Jean Baratte war eher klein, aber von kräftiger Statur, enorm torgefährlich und ein unglaublicher Kämpfertyp, der keinen Ball verloren gab, wobei ihm sein permanenter Siegeswille, seine hervorragende Kondition und seine absolut professionelle Einstellung zugutekamen, die ihm schon früh den Beinamen Capitaine Courageux (deutsch: „Käpt'n Mutig“) eintrugen. Er war sich auch nicht zu schade, die ungewohnte Torwartposition einzunehmen, als der OSC-Stammkeeper sich im Pokalhalbfinale 1952 (1:2 n. V. gegen Girondins Bordeaux) verletzte.[1]
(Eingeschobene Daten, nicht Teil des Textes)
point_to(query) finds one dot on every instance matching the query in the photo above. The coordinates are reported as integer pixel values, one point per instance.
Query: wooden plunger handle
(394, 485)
Nach Kriegsende normalisierte sich der Spielbetrieb schnell wieder, und für Baratte, der Ende 1944 auch erstmals in die Nationalelf berufen worden war, reihte sich Erfolg an Erfolg: in der Saison 1945/46 wurde er mit seinem LOSC französischer Meister, wozu er 19 Tore beigesteuert hatte (Platz 6 der Torjägerliste), und nach einem 4:2-Endspielsieg gegen Red Star Paris auch Pokalsieger (im Finale kein Baratte-Tor). 1946/47 entschädigten der erneute Pokalgewinn und 28 persönliche Ligatreffer (Platz 3 bei den Torjägern) für das etwas schwächere Abschneiden in der Meisterschaft („nur“ Platz 4). 1947/48 gewann der Sturmtank die Torjägerkrone der Division 1 – er konnte in 34 Spielen 31-mal einnetzen –, wurde Vizemeister und zum dritten Mal in Folge Pokalsieger; diesmal gelangen ihm auch zwei Treffer im Endspiel, das Lille mit 3:2 gegen den Erzrivalen aus Lens gewann.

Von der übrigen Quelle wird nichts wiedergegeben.